Noch immer ist die Kaki einer eher unbekannte Frucht in unseren Breitengraden. Schade! Denn das Winter-Obst hat sehr viele positive Effekte für unsere Gesundheit und dabei schmeckt es auch noch vorzüglich. Vom Geschmack erinnern Kakis leicht an Melone und Aprikose, sie sind also sehr frisch und ein leckerer Snack für zwischendurch. Sie werden ungefähr genauso zubereitet wie Äpfel – man kann sie schälen und das Gehäuse entfernen, jedoch auch mit Schale essen! Kakis eignen sich übrigens auch für herzhafte Rezepte, zum Beispiel für Salat.

1. Kaki schützt die Haut

Kakis enthalten viele Antioxidantien, diese schützen die Haut und beugen vorzeitiger Faltenbildung vor. Ebenfalls enthalten sie viel an Vitamin A, C und B, diese sorgen für die Elastizität und Festigkeit der Haut.

Regelmäßiger Genuss lässt dich strahlender erscheinen und hilft auch bei Hautunreinheiten wie Pickeln.

2. Kaki schützt das Immunsystem

Die Vitamine A, B und C sorgen nicht nur für gesunde Haut, sondern auch für ein gestärktes Immunsystem. Sie reduzieren nämlich die Zerbrechlichkeit der Blutgefäße und erhöhen damit die Widerstandsfähigkeit des Körpers.

3. Kaki hilft dem Darm

Kakis enthalten zweimal mehr Ballaststoffe und Mineralstoffe als Äpfel. Daher sind sie sehr gesund und sehr unterstützend für den Darm.
Der hohe Gehalt an Ballaststoffen ist außerdem gut für die Verdauung und bestens geeignet zur Unterstützung einer Diät.

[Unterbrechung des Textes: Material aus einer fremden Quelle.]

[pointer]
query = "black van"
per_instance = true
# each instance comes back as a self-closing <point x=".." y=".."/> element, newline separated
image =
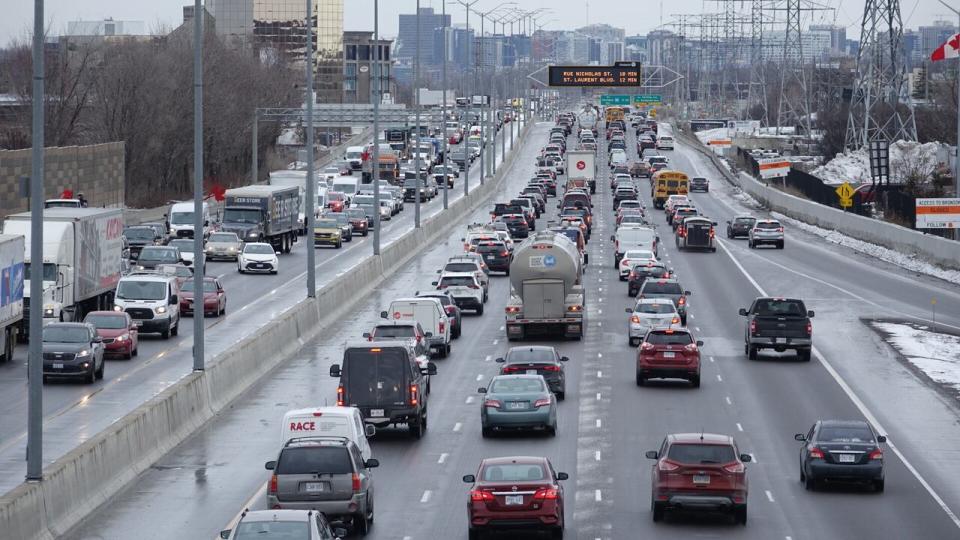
<point x="384" y="381"/>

4. Kaki stärkt die Sehkraft

Kakis enthalten sehr viel Beta-Karotin und Vitamin C. Dies stärkt die Seh-Kraft ungemein. Beta-Karotin wird im Körper in Vitamin A umgewandelt. Dabei wird das Zellwachstum reguliert und die Reaktionen des Immunsystems gesteuert.

Kakis haben aber auch schon einen Eigenanteil an Vitamin A, was zu einer noch besseren Sehkraft beträgt.

5. Kaki unterstützt die Organe

Kakis sind reich an Kalium, Calcium, Phosphor, Magnesium, Eisen und andere Nährstoffen. Diese vielen Nährstoffe sorgen dafür, dass die Organe gut und gesund arbeiten können. Kakis sind also ein kleiner Alleskönner.

Mit Kakis kochen und backen

Natürlich eignet sich Kaki aufgrund ihrer Süße auch hervorragend für Süßspeisen, zum Beispiel für Crepes oder ein Frucht-Salsa. So kannst du naschen und gleichzeitig von der großen Menge Vitamin C profitieren. Beim Kauf solltest du darauf achten, dass die Kaki noch nicht zu weich ist, denn sie bekommt sehr leicht Druckstellen und wird matschig. Wenn sie noch etwas zu hart ist, kannst du sie zuhause nachreifen lassen.

Außerdem sind Kakis eine gute Zutat für Smoothies, da sie eine sehr cremige Konsistenz erhalten, wenn man sie püriert. Probiere doch einmal diesen hier:

Kurkuma-Kaki Smoothie

  • 1 reife Kaki
  • 1 cm frischen Kurkuma
  • 250 ml Mandelmilch (oder andere Milch der Wahl)
  • 1 Prise Zimt
  • 1 Spritzer Limettensaft
  • gehackte Mandeln

1. Alle Zutaten, bis auf die gehackten Mandeln, in einen Mixer geben und glatt pürieren. Sollte der Smoothie zu dick sein, etwas Wasser, Orangensaft oder mehr Mandelmilch dazugeben.

2. Den Smoothie in Gläser füllen, mit den gehackten Mandeln bestreuen und genießen.